The researchers found that the seemingly complicated process of fibril self-replication is actually governed by a simple physical mechanism: the buildup of healthy proteins on the surface of existing fibrils. The investigators used amyloid-β, which forms the main component of the amyloid plaques found in the brains of Alzheimer’s patients. They found a relationship between the amount of healthy proteins that are deposited onto the existing fibrils and the rate of the fibril self-replication. In other words, the greater the buildup of proteins on the fibril, the faster it self-replicates.
They also showed, as a proof of principle, that by changing how the healthy proteins interact with the surface of fibrils, it is possible to control the fibril self-replication.

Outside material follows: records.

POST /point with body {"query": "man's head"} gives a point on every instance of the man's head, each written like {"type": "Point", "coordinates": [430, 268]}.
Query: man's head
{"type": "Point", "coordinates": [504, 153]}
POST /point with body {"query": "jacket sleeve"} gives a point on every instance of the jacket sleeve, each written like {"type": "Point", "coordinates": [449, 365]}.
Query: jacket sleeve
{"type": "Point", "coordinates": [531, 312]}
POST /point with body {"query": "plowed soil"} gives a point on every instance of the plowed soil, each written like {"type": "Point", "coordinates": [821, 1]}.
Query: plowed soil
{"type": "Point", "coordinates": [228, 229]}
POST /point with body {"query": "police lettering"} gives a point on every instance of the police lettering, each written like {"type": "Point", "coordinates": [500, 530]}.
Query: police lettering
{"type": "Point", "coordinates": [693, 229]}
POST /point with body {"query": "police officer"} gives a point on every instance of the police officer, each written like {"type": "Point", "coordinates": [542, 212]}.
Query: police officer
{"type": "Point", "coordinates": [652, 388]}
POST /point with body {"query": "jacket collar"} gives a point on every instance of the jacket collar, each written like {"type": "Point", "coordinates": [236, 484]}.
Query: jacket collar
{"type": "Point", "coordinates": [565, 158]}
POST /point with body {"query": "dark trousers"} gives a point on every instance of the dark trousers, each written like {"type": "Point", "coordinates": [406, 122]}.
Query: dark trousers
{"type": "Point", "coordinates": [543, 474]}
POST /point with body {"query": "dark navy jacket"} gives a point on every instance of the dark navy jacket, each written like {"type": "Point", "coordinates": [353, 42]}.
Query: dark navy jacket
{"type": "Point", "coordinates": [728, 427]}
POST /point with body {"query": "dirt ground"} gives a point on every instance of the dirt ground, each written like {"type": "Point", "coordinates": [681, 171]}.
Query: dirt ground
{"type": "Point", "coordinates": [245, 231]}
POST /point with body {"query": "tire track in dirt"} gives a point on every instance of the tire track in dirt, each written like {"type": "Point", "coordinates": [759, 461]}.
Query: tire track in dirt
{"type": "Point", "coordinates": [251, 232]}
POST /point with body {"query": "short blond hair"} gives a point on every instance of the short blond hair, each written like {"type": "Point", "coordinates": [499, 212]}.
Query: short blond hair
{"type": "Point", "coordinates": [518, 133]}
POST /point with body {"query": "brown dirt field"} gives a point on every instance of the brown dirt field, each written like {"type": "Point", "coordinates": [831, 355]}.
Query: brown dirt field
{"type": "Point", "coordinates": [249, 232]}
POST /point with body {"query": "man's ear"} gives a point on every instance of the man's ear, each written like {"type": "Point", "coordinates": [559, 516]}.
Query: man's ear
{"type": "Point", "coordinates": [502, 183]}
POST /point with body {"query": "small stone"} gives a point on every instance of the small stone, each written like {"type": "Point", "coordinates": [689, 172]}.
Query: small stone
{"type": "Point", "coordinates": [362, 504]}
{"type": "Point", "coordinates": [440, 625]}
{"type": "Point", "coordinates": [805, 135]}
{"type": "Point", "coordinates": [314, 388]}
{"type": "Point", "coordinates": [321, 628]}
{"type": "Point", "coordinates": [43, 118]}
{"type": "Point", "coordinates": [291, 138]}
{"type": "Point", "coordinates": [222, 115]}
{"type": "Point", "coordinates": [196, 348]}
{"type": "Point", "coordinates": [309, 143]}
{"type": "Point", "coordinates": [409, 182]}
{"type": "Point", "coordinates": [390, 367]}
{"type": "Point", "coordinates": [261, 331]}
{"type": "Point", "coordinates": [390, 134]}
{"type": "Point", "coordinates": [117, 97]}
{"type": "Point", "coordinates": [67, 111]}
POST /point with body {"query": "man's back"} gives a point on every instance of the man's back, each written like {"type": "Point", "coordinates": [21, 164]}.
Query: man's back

“One of the mysteries of amyloid plaque formation is how, after their long, slow formation, the speed of their progression becomes much faster,” said Andela Šaric, Ph.D., the study’s first author. “We’ve identified the factors that in fact cause the system to catalyze its own activity, becoming a runaway process. But this discovery suggests that if we’re able to control the buildup of healthy proteins on the fibrils, we might be able to limit the aggregation and spread of plaques.”
Dr. Šaric also argued that the findings could be of great interest in the field of nanotechnology, noting that “One of the unfilled goals in nanotechnology is achieving efficient self-replication in manufacturing of nanomaterials. This is exactly what we’ve observed happening with these fibrils. If we’re able to learn the design rules from this process, we may be able to achieve this goal.”